Fix megatron distributed checkpoint metadata pass through (#431)

ChenhanYu · kevalmorabia97 · web-flow · commit 8c6b91574c7c · 2025-10-17T12:08:33.000-07:00
Signed-off-by: Chenhan Yu &lt;chenhany@nvidia.com&gt;
Co-authored-by: Keval Morabia &lt;28916987+kevalmorabia97@users.noreply.github.com&gt;
diff --git a/modelopt/torch/opt/plugins/mcore_dist_checkpointing.py b/modelopt/torch/opt/plugins/mcore_dist_checkpointing.py
@@ -177,6 +177,7 @@ def _load_extra_state_from_sharded_checkpoint(
     model: torch.nn.Module,
     checkpoint_name: str | Path,
     prefix: str,
+    metadata: dict[str, Any] | None = None,
 ) -> None:
     """Load extra state from sharded checkpoint.
 
@@ -187,6 +188,12 @@ def _load_extra_state_from_sharded_checkpoint(
         model: the model to load extra state into
         checkpoint_name: the checkpoint folder path
         prefix: the prefix to add to the modelopt_state keys
+        metadata: the metadata for distributed checkpointing
+
+    Note:
+        The metadata includes several breaking changes. For example, `singleton_local_shards`
+        is set to `True` (was not set before) in megatron-core-0.15.0. This flag affects the
+        sharded state_dict format and must be consistent between saving and loading.
     """
     sharded_state_dict = model.sharded_state_dict(prefix=prefix)
     extra_sharded_state_dict = {k: v for k, v in sharded_state_dict.items() if "_extra_state" in k}
@@ -208,13 +215,20 @@ def restore_sharded_modelopt_state(
     model: list[torch.nn.Module],
     checkpoint_name: str | Path,
     prefix: str = "",
+    metadata: dict[str, Any] | None = None,
 ) -> None:
     """Restore modelopt_state from the sharded state_dict format.
 
     Args:
         model: the model to restore the modelopt optimization
         checkpoint_name: the checkpoint folder path
         prefix: the prefix to add to the modelopt_state keys ("model." for NeMo)
+        metadata: the metadata for distributed checkpointing
+
+    Note:
+        The metadata includes several breaking changes. For example, `singleton_local_shards`
+        is set to `True` (was not set before) in megatron-core-0.15.0. This flag affects the
+        sharded state_dict format and must be consistent between saving and loading.
     """
     if len(model) > 1:
         raise ValueError("sharded_modelopt_state does not support virtual pipeline parallel!")

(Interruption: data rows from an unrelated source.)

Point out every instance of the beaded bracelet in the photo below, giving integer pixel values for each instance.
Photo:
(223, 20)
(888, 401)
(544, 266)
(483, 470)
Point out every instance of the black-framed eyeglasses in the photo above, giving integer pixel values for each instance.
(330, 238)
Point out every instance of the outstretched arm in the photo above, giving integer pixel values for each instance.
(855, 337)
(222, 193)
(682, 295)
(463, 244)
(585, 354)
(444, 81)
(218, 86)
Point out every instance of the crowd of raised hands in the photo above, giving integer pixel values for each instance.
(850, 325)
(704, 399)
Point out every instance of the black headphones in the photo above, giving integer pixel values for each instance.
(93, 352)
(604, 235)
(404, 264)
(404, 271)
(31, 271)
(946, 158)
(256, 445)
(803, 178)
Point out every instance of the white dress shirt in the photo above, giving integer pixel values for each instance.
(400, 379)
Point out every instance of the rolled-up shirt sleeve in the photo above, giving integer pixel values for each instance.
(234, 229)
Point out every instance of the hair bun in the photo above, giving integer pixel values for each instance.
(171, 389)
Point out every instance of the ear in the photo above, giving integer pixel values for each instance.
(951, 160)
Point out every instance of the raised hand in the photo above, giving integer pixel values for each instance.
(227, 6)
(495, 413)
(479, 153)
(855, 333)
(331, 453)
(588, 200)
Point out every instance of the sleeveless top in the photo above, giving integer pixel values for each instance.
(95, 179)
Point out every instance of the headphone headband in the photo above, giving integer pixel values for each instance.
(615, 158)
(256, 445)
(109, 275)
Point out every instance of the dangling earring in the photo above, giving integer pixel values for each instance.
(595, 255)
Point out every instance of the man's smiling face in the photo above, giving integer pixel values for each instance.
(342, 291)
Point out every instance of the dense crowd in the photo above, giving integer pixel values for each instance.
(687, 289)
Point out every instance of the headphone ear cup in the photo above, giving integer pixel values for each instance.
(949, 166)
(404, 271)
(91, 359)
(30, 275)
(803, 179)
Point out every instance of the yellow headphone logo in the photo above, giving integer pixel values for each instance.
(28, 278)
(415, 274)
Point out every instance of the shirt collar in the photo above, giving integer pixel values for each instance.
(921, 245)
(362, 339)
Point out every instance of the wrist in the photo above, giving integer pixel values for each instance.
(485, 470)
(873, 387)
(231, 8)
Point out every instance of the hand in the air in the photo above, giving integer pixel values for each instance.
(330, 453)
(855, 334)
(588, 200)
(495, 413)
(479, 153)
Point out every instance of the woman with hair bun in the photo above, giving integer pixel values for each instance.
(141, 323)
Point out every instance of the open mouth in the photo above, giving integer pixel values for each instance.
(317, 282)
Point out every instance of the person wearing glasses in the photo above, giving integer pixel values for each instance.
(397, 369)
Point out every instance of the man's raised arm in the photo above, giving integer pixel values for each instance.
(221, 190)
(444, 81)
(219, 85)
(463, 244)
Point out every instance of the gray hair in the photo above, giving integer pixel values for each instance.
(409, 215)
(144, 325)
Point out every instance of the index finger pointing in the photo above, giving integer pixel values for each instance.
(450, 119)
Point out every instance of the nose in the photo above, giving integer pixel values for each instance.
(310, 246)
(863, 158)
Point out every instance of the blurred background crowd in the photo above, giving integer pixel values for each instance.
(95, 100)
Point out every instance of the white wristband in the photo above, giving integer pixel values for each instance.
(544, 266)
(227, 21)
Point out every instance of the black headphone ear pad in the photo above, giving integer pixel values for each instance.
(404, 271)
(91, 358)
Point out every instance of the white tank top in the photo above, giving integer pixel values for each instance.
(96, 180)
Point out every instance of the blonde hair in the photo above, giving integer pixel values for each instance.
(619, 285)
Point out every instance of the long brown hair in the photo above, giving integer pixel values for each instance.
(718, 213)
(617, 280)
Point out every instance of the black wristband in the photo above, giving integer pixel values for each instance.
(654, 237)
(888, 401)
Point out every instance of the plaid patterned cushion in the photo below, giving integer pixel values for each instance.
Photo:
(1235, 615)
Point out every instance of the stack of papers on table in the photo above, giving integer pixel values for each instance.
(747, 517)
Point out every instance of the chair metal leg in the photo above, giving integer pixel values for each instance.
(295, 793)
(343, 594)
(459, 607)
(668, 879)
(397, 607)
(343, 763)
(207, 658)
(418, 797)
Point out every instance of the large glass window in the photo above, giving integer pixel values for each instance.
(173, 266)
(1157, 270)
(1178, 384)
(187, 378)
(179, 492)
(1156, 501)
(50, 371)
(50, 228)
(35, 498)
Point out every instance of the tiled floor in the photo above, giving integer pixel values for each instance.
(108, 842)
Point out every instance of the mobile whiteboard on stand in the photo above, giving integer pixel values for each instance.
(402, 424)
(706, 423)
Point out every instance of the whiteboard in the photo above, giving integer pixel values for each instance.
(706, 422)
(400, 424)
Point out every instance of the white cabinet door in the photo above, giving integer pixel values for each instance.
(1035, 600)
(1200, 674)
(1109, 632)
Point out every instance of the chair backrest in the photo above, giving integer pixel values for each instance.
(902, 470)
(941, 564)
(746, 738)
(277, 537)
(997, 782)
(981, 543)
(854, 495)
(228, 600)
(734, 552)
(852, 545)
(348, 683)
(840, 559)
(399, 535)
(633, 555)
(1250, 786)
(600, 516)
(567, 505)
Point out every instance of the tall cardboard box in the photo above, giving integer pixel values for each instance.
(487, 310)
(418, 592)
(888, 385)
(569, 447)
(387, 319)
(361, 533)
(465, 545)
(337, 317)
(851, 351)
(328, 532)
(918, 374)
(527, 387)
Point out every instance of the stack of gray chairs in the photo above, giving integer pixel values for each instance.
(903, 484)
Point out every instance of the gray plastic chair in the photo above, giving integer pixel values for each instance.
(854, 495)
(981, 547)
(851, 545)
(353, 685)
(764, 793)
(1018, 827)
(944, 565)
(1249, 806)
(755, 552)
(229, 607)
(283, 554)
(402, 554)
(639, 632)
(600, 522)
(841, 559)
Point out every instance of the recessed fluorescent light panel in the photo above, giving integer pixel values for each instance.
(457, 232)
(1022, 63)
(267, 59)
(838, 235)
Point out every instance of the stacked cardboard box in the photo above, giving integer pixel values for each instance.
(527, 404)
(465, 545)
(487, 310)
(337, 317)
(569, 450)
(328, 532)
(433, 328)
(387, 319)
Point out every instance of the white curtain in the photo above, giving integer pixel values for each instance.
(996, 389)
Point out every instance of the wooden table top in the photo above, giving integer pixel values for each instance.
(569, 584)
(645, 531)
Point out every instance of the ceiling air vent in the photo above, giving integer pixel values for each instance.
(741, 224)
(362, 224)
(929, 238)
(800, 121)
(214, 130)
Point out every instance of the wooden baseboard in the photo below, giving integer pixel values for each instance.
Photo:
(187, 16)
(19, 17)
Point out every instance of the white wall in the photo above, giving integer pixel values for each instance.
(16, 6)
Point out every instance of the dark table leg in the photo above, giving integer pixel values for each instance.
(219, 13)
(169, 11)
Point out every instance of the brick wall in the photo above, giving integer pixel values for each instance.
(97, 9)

@@ -247,4 +261,4 @@ def restore_sharded_modelopt_state(
     #
     model[0] = mto.restore_from_modelopt_state(model[0], common_modelopt_state)
 
-    _load_extra_state_from_sharded_checkpoint(model[0], checkpoint_name, prefix)
+    _load_extra_state_from_sharded_checkpoint(model[0], checkpoint_name, prefix, metadata=metadata)